📄 Document Cleaner API 🧼🧠

A high-performance Python system for denoising scanned documents, enhancing text clarity, and exporting OCR-optimized PDFs using deep learning + image processing.

Supports both Command-Line Interface (CLI) and REST API usage.
Built with: PyTorch, OpenCV, FastAPI, Tesseract OCR

🚀 What Can You Do With It?

Upload scanned documents (.jpg/.png or a ZIP of images)
Automatically clean & denoise them using deep learning
Get back cleaned .png images and OCR-ready .pdf files
Use it via terminal (CLI) or as a live REST API
✅ Now supports cloud deployments (e.g. GCP Cloud Run)

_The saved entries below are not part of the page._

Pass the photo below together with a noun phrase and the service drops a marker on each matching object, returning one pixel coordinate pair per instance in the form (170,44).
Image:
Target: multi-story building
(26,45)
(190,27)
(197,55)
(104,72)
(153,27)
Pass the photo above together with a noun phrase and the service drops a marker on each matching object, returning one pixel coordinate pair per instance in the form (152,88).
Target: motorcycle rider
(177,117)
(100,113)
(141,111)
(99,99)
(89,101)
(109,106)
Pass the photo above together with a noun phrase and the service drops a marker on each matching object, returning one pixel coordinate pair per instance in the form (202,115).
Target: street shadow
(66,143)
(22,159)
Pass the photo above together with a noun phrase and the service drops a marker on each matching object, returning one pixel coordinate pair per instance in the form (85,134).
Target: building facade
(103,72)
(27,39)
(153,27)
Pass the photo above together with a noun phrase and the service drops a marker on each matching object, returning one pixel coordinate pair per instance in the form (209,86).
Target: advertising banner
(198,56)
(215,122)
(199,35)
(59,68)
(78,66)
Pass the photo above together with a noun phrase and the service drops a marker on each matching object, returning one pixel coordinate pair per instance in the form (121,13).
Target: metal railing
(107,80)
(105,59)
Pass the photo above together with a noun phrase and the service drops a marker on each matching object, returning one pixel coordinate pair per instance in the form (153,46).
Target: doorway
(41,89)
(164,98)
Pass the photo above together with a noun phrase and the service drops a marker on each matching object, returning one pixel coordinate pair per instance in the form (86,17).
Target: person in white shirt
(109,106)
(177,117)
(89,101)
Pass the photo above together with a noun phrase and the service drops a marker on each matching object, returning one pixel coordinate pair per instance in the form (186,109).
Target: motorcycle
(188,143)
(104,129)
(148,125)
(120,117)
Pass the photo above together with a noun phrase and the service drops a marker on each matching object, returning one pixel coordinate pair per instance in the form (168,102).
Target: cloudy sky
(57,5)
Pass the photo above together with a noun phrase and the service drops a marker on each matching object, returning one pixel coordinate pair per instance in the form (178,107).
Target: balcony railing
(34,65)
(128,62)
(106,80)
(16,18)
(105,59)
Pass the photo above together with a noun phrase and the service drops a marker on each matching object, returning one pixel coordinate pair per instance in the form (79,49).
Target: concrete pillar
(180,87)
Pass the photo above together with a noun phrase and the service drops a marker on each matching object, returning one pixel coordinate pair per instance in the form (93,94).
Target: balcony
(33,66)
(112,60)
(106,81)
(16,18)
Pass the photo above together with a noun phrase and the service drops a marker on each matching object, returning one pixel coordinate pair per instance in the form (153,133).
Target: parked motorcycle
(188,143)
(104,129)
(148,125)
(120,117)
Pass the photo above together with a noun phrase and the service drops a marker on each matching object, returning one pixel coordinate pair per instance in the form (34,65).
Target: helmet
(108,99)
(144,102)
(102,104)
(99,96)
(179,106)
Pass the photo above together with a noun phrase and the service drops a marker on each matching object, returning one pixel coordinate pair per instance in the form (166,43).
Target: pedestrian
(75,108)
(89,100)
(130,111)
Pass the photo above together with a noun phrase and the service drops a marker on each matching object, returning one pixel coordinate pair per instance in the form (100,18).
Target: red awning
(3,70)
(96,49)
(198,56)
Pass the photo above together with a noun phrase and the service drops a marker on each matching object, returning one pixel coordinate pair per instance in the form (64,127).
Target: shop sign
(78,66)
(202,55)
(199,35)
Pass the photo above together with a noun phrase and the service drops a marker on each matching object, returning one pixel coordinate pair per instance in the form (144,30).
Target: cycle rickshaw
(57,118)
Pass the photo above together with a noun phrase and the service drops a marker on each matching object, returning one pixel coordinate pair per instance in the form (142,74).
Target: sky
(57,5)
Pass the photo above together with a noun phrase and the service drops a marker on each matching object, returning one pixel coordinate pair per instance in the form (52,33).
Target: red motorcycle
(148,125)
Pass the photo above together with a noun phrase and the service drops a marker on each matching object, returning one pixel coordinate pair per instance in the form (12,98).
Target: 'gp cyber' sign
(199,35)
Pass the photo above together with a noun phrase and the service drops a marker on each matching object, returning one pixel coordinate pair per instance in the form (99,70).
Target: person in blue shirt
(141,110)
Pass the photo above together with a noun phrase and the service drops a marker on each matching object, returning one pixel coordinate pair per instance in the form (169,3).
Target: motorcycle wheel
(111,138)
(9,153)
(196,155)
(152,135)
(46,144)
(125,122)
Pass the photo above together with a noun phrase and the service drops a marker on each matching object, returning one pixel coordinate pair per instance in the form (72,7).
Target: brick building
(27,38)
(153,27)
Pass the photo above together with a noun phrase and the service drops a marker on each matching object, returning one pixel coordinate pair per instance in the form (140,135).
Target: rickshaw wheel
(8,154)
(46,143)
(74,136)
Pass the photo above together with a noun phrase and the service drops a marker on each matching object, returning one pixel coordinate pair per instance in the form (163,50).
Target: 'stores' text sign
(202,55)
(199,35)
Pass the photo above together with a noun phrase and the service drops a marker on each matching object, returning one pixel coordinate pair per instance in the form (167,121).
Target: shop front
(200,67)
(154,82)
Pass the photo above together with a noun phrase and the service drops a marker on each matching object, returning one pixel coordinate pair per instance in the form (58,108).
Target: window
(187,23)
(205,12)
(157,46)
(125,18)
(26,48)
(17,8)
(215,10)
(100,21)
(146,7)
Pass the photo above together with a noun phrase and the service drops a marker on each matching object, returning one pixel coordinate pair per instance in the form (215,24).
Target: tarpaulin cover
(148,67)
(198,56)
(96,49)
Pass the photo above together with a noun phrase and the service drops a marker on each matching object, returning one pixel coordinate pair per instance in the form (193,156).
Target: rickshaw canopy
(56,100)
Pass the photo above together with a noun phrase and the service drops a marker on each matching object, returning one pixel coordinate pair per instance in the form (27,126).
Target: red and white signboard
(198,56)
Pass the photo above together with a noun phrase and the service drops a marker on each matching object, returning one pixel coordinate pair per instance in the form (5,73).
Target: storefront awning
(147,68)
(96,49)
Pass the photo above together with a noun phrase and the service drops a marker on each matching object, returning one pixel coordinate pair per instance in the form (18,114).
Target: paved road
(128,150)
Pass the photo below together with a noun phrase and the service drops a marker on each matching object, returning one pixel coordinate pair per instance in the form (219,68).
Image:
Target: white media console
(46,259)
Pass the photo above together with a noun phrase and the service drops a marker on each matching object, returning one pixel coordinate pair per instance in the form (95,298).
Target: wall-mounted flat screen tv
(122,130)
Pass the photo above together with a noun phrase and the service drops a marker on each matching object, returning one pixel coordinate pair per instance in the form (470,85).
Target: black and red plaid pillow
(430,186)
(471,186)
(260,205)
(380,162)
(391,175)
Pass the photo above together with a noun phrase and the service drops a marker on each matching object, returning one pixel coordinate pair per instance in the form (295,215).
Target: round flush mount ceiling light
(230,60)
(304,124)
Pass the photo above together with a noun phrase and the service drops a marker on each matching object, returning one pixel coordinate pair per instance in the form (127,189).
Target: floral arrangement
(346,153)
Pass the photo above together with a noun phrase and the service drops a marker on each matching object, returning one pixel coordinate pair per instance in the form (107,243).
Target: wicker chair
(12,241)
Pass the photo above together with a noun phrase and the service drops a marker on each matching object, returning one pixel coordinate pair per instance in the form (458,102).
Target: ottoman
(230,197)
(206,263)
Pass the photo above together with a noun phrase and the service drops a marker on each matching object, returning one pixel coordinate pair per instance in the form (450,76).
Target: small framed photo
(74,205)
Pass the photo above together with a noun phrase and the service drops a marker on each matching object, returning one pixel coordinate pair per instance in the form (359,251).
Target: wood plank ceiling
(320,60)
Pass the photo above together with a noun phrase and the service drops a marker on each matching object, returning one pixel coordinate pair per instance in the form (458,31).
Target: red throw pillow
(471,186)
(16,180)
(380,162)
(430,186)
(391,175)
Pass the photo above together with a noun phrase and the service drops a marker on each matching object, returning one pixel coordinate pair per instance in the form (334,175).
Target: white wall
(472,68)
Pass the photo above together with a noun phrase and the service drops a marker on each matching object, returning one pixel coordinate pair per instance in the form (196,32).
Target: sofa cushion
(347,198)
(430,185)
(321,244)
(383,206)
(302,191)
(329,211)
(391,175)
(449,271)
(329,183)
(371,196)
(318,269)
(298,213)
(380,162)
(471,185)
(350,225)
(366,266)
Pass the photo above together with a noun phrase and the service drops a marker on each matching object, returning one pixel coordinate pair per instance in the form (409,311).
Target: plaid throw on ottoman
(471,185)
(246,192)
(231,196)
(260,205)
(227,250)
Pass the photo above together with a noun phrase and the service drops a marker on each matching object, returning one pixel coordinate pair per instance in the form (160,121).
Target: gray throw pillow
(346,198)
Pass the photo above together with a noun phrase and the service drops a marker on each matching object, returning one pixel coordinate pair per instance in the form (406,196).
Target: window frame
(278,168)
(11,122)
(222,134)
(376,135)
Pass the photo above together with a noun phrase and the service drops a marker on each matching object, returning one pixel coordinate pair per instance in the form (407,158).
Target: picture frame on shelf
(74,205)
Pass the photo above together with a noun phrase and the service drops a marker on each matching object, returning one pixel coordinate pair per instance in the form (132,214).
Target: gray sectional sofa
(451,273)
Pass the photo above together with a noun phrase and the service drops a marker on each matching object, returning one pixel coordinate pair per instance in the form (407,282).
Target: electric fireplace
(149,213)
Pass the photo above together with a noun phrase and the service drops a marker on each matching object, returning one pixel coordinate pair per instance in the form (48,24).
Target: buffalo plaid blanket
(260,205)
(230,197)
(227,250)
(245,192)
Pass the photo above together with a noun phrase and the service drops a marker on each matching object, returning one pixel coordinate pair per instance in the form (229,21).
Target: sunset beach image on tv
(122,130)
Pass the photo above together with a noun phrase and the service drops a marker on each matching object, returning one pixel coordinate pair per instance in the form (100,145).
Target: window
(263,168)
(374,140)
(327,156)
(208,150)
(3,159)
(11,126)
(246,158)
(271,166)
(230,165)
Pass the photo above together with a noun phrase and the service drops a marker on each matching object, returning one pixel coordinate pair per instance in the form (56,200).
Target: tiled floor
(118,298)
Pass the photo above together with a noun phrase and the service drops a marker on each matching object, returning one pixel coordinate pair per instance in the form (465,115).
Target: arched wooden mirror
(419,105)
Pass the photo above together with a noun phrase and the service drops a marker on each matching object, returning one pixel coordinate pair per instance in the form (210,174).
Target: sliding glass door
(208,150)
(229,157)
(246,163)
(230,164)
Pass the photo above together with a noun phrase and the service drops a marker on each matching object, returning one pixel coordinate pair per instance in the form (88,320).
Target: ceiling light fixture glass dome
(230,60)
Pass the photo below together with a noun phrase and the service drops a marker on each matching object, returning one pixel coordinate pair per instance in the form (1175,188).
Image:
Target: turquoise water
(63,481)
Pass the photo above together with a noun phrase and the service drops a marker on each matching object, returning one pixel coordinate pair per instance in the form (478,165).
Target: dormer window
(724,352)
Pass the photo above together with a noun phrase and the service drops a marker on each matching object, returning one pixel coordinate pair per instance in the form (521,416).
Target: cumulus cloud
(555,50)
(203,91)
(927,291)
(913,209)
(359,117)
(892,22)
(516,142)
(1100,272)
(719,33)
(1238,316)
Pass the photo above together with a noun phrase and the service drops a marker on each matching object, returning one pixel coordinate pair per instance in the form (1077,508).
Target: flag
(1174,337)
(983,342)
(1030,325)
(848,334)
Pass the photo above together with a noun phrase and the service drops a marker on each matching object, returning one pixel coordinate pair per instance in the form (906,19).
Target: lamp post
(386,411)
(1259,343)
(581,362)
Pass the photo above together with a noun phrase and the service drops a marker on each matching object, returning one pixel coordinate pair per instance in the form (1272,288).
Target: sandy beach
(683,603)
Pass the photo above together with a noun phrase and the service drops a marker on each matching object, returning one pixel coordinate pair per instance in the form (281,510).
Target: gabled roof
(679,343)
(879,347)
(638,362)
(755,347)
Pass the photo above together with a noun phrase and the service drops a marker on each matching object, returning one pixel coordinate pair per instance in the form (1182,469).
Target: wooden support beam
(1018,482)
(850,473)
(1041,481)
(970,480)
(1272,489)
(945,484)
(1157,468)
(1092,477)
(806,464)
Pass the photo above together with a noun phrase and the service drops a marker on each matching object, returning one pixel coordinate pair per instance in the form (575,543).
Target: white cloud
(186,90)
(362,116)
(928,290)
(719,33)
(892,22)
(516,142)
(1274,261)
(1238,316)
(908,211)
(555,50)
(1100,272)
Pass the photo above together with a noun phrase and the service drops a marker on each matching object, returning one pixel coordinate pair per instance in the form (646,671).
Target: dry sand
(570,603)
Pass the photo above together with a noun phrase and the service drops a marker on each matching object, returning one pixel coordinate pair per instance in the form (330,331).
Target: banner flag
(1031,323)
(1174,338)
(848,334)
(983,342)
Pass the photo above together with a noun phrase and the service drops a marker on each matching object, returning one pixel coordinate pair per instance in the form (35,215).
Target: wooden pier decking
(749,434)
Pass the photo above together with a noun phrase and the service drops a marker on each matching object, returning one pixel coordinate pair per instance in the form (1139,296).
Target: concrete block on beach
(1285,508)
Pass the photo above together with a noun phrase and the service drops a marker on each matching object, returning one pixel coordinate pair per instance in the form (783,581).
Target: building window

🌐 Live API (Cloud Run Deployment)

Base URL:

https://document-cleaning-cli-111-777-888-7777-934773375188.us-central1.run.app/

🔹 Clean a Single Image

curl -X POST \
  -F "[email protected]" \
  https://document-cleaning-cli-111-777-888-7777-934773375188.us-central1.run.app/process-document/

### Clean a ZIP of Images

curl -X POST \
  -F "file=@your_batch.zip" \
  https://document-cleaning-cli-111-777-888-7777-934773375188.us-central1.run.app/process-batch/ \
  --output cleaned_output.zip



###🧠 Weight Selection Logic (NEW)
🆕 Adaptive Sampling Strategy:
When a ZIP is uploaded, the app:
Samples 20% of the total images, capped at 10 images
Runs auto_select_best_weight(...) on each sample
Picks the most common weight (based on OCR accuracy)
✅ Applies that shared best weight to the full batch
This keeps runtime fast even on large batches while preserving per-batch tuning accuracy 💨🎯

###🔧 Local Setup
1. Clone the Repo

git clone https://github.com/your-username/document-cleaner.git
cd document-cleaner

##📸 Install Tesseract OCR
 On 🐧 Linux/Bash run 

sudo apt update && sudo apt install tesseract-ocr

On 🍏 macOS run

brew install tesseract

On 🪟 Windows
Download: https://github.com/UB-Mannheim/tesseract/wiki
Add to: C:\Program Files\Tesseract-OCR\ in your system PATH
Run tesseract --version to verify in powershell/cmd terminal

###⚙️ Usage Options
🧑‍💻 Option 1: CLI (Command Line)

python processor.py model_weights/ input_docs/ output_docs/ --auto-tune --auto-select

✅ Auto-selects best weight for each image
✅ Applies denoising and saves .png and .pdf files

🌐 Option 2: Local API Mode
Start the server:

uvicorn main:app --reload
Open Swagger docs:

http://localhost:8000/docs
Use /process-document/ or /process-batch/ endpoints just like the cloud version.

📁 Project Structure

.
├── main.py                 # FastAPI API logic
├── processor.py           # DnCNN + OCR processing logic
├── model_weights/         # Place your .mat model weights here
├── uploads/               # Temp upload folder
├── processed/             # Output folder for cleaned docs
├── requirements.txt
└── README.md

---

## 🔁 Integration Examples (Python, Shell, JavaScript)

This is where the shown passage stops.